The couple shouted for help, but there was no one nearby. They called the police and officers arrived at 8.23am. By then, around 15 people had gathered around the tree, and some passers-by had placed logs under the tree in an attempt to lift it.
At that point, Ms Loke was still breathing and asking for help.
Firemen attempted to manually lift the tree off her, but were unable to as it was too heavy.
At 8.25am, paramedics arrived and found that Ms Loke was no longer breathing and had no pulse.
The upper and the lower portion of the tree was quickly cut, and the middle part of the tree was lifted to free Ms Loke. But the paramedics were unable to detect any heart activity, and she was pronounced dead at the scene at 8.50am.
The Araucaria excelsa tree, which was about 20 to 30 years old, was found to be healthy when it was last inspected by the National Parks Board (NParks) in April 2020, with no decay or cavity on the trunk detected, nor any termites found on the branches, trunk and roots.
However, the fallen tree was later found to be infested with a subterranean species of termite. The termites had entered the tree trunk from below the ground and did not leave any externally visible sign.

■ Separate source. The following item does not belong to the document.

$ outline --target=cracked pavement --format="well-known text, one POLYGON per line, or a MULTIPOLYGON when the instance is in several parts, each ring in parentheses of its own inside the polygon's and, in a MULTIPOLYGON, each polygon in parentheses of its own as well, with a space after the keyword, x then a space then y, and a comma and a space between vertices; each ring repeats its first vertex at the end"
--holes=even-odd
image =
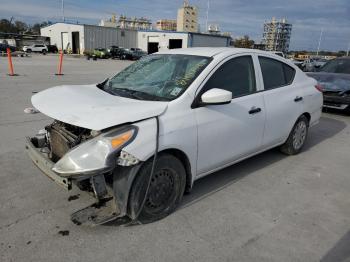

The State Coroner said he accepted NParks’ explanation that such a termite infestation is rare and would have been detectable only through an advanced-level inspection, which is impractical and too costly to carry out as a “blanket first measure” on all trees.
State Coroner Nakhoda said: “This was a tragic case of a woman suddenly being struck down in the prime of her life. She had no medical condition and no major chronic illnesses.
“On the fateful day, she was engaged in an activity that her brother said she loved. A tree fell across the path she was jogging on, and she did not have an opportunity to get out of the way before it hit her.”
The State Coroner said he was heartened by the work done by NParks and other institutes to develop new diagnostic tools to detect damage to trees, including termite infestations, without the need to do invasive checks.
He added that one can only hope these advances can be adopted soon and used more widely during inspections.
Mr Loke said: “We do not know when the pain for our family will end, but all we ask is that Xiao Li’s death not be in vain. We hope whatever necessary corrective actions will be taken, so no other family has to suffer as we did.”